The self-righteous bachelor recently proposed a national law banning abortions 15 weeks after conception. “If loose ladies can’t control their lust-filled, wonton bodies, then the government will do the job for them,” South Carolina Sen. Graham told The Lint Screen.
Graham believes all abortions are 100% preventable.
“The answer to the sticky wicket of abortion is easy,” the smug weasel of a man said. “We need to limit the icky, disgusting acts that cause pregnancies. I’m talking about copulation between a man and a woman.” Graham begins dry heaving and places his head over a wastebasket.
“I’m better now,” he says, dabbing the corners of his mouth with his monogrammed silk handkerchief. “If people insist on performing this repulsive act, they must apply for a government license. The U.S. can get some significant revenue off of nude shenanigans. The critical thing is the government must control all sexual activities to control pregnancies and abortions.”
Graham believes young men who have difficulty controlling their hormonal urges require special counseling.

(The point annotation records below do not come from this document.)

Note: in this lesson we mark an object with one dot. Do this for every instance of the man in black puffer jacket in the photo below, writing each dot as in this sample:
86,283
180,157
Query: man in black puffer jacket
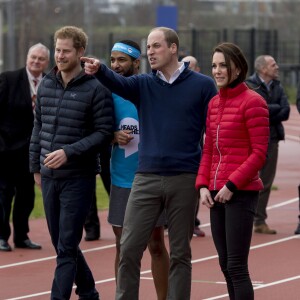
74,120
265,82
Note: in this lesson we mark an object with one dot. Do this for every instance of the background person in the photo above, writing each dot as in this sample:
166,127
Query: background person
74,119
235,149
169,154
17,100
125,60
265,82
92,223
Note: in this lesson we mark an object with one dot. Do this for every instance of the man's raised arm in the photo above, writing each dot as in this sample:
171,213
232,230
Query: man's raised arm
91,65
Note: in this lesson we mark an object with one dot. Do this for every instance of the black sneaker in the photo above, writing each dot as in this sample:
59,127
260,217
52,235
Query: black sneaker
4,245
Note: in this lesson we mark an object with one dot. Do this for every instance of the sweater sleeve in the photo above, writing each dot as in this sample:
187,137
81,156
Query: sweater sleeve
126,87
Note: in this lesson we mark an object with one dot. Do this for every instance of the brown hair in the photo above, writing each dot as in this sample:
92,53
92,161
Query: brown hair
78,36
233,53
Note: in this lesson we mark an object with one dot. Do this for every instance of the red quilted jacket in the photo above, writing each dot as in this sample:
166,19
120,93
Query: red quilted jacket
237,133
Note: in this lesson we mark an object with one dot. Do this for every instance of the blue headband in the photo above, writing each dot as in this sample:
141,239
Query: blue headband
129,50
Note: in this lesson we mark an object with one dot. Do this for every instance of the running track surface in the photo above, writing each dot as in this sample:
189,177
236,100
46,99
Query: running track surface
274,262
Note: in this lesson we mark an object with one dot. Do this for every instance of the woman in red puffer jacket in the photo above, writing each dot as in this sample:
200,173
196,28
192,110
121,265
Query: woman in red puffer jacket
237,132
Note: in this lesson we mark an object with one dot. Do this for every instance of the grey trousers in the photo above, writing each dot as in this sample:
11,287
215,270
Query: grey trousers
151,194
267,175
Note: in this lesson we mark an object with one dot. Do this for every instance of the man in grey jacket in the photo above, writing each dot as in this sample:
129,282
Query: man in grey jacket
265,82
74,119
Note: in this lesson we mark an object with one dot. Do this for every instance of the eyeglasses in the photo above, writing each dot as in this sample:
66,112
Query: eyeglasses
39,58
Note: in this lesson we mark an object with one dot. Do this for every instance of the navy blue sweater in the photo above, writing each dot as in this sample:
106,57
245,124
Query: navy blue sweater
172,117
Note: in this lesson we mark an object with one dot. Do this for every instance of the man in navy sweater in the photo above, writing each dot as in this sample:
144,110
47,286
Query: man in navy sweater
172,102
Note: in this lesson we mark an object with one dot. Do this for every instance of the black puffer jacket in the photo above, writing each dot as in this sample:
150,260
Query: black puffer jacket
77,119
279,108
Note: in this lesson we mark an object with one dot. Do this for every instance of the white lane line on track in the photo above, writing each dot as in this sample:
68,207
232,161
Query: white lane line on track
149,271
113,245
193,262
261,286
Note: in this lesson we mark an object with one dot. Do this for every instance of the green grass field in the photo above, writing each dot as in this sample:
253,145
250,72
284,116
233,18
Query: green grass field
102,200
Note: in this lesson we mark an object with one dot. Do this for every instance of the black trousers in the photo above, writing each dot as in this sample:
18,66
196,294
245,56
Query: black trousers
231,226
16,193
66,203
92,224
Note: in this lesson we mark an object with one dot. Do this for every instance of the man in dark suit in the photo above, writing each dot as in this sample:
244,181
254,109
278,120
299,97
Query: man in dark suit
17,102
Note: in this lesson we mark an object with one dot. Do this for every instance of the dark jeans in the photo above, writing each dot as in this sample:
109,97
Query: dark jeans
231,226
16,183
267,175
66,203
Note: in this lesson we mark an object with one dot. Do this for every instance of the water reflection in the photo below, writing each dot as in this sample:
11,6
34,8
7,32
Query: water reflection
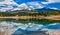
19,27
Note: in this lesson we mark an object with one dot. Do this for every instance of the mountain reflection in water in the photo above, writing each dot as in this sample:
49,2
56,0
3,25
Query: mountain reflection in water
28,27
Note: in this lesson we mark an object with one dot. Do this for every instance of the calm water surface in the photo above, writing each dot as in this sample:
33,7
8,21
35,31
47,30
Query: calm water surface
29,26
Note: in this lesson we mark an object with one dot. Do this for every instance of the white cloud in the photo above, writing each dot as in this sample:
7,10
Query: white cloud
35,4
54,8
8,2
7,5
50,1
23,6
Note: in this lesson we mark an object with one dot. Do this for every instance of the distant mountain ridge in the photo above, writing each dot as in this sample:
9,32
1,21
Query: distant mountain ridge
35,10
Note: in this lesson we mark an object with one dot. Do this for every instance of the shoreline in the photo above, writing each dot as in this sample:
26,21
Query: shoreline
51,17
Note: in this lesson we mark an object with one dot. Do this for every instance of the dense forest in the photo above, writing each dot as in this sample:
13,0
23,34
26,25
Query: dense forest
30,13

“I am happy to help young, strapping men,” the senator says, licking his lips. “Sometimes it takes a wise older man like myself to teach young bucks the ropes, applying hot oil to their ripped bodies. And if they are very naughty––bad, bad, nasty boys––I may have to use ropes to restrain them and apply strict discipline techniques I’ve developed over the years.”
Graham puffs his chest like a banty rooster that is cock of the walk. “I think my approach to the abortion issue is the only one that makes sense. It’s the only way to ensure freedom for our citizens.”